I watched “Have I Got News For you” in those first few weeks on the BBC, a topical panel show comprised of 5 people, and they did it by having the guests record from their homes.

Have I Got News For You, March 2020

It was different, the dynamic was… a little off… but the show went ahead, the jokes landed, and each subsequent show got better. In other words, the BBC just got on with it, embraced the change, and made it work.

The same needs to happen to many of the security vendors, as unfortunately, it is a case of remaining relevant throughout the lockdown, in the front of people’s minds, and showing that they can overcome adversity by delivering knowledge and information. Those that don’t do it, retract into their proverbial shells and wait for “normality” to return will suffer.

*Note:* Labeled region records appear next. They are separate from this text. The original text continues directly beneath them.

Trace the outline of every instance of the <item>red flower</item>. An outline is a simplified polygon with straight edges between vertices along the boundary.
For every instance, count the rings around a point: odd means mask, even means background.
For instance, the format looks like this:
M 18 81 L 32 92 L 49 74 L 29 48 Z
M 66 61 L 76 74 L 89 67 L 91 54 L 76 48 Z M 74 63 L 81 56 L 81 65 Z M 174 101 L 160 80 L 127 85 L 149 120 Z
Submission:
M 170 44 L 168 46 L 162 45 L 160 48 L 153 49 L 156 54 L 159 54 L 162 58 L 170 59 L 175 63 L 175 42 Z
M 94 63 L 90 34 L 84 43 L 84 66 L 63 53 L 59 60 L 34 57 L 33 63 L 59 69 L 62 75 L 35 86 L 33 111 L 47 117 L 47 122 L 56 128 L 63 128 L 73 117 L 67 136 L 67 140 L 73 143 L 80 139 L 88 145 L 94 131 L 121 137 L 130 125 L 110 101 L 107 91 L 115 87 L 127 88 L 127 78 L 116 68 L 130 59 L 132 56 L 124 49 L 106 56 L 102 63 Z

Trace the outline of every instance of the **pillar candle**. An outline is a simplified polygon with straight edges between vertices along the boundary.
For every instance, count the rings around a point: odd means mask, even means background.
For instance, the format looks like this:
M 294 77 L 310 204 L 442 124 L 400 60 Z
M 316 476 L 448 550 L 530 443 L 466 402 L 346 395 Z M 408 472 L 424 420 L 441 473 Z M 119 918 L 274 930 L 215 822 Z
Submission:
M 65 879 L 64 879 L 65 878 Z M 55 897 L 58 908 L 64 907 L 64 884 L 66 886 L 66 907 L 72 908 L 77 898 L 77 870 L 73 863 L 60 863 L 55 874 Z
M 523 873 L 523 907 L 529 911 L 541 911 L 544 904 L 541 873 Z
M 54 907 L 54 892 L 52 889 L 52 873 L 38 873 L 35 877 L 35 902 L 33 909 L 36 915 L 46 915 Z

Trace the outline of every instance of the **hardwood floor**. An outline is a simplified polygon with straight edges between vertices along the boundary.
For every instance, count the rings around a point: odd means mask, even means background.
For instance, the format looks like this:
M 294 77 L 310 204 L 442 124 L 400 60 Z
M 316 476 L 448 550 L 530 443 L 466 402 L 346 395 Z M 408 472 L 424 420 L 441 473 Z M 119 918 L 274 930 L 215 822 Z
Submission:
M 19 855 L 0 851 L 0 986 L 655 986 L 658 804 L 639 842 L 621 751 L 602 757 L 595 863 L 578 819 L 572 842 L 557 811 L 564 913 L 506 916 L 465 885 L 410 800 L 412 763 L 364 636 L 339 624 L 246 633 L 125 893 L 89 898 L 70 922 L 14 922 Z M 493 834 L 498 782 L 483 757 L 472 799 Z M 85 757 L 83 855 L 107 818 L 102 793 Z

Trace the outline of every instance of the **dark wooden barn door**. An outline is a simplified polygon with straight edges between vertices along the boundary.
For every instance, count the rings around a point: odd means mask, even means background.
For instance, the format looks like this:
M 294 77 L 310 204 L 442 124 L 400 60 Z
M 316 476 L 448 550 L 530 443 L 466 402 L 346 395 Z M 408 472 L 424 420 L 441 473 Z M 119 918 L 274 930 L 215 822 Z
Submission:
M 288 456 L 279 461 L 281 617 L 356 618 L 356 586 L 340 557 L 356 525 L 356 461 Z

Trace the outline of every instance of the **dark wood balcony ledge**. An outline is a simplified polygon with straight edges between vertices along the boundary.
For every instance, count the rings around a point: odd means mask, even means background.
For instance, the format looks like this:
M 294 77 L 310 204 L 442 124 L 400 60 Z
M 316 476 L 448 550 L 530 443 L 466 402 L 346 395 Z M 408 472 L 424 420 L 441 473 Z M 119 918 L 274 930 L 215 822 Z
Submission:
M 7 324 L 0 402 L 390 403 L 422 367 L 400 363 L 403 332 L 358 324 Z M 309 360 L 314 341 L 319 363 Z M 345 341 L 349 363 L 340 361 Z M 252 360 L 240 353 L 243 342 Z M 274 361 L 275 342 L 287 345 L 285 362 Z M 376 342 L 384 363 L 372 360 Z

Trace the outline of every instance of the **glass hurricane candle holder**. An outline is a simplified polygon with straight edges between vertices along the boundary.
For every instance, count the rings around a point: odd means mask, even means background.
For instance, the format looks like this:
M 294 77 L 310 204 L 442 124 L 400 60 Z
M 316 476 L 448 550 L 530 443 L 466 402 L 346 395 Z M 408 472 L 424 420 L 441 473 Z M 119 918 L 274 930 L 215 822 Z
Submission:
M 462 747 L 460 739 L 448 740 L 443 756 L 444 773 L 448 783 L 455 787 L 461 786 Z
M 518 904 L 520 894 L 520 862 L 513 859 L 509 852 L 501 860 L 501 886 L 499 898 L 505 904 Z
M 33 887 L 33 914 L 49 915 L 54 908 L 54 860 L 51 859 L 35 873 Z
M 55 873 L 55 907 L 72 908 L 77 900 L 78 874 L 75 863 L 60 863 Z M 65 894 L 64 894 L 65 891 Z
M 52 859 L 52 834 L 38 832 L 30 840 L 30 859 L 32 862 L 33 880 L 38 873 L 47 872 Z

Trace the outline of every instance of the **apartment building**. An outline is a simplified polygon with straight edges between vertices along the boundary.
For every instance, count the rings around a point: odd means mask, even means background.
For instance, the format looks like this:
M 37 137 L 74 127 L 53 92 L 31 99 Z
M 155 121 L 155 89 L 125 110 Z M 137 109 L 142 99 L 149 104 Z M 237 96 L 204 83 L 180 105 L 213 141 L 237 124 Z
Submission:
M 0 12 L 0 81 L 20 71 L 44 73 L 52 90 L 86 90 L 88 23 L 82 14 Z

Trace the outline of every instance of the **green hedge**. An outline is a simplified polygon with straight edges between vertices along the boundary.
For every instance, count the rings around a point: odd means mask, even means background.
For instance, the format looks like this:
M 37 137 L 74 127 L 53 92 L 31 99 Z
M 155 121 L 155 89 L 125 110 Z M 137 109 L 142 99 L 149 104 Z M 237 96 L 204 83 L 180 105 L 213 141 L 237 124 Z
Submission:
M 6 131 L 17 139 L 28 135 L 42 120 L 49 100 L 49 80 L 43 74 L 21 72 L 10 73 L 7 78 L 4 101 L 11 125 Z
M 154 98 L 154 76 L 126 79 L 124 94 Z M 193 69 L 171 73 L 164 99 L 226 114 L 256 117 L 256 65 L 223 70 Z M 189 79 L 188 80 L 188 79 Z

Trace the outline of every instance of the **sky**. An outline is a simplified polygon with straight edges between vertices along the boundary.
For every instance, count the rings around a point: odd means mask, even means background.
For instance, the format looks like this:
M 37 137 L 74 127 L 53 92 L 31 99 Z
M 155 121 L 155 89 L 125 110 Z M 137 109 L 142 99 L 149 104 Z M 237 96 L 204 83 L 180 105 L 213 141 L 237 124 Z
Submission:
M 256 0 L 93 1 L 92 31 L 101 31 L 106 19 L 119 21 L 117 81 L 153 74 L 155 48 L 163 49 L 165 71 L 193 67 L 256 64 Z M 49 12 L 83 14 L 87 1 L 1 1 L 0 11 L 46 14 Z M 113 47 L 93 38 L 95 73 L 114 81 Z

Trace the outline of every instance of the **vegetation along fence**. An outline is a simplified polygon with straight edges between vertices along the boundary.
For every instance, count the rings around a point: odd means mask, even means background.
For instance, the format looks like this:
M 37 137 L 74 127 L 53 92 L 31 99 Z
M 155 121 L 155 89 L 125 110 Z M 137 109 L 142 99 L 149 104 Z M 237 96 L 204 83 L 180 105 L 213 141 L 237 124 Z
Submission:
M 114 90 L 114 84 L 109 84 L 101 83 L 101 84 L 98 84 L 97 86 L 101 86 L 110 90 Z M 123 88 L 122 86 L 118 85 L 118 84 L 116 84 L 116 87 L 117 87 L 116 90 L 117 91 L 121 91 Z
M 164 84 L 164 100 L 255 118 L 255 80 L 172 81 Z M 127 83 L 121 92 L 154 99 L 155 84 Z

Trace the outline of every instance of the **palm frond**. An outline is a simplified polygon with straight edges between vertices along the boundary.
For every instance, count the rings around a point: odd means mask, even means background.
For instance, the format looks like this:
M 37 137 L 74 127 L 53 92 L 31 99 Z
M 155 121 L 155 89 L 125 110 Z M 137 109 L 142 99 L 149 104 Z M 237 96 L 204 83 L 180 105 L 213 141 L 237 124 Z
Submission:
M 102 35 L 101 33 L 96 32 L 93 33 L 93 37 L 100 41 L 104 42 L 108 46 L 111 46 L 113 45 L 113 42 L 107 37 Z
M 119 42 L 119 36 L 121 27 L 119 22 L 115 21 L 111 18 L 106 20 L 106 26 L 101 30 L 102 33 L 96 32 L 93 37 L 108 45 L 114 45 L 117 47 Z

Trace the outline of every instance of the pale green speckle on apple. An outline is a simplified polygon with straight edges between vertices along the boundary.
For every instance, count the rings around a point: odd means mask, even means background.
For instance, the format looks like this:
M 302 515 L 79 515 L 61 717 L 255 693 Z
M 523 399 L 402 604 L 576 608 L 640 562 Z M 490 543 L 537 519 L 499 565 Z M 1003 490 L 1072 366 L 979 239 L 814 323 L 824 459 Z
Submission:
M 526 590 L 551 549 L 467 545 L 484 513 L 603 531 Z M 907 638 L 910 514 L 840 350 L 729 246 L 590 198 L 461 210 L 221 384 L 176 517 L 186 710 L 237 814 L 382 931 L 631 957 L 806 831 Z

Also, let us assume that normality does return, whatever form that might take. Those that have embraced these alternative Zoom/Skype/Teams/Hangouts/whatever approaches may find they are just as valuable as in-person events and can operate both, side by side, now unconstrained by the lockdown and able to use film and audio in even more creative ways. Which company would you choose to work with in the future, the one who sat tight, and did little market outreach during the lockdown, or the company that continued to communicate with their clients and potential clients through different mediums, sometimes getting it wrong but continually innovating and improving. Which company has the better culture?

It isn’t even a matter of cost. The LinkedIn Live, Zoom, Webinar etc. technologies already existed and were invested in, just woefully underutilised.

The same argument also applies to work from home, as many organisations now realise that productivity isn’t hours sat at the office desk, but rather results.  Which organisation/manager would you want to work for? The one that never changes or the culturally adaptive one that is based on results and trust?

These are challenging times, but these are the times that are going to show many companies in their true light, and you can use this time to differentiate between them.

 

*I do love a good conference, and the benefits they bring to my peers and me are fabulous, in case you think I am biased against them.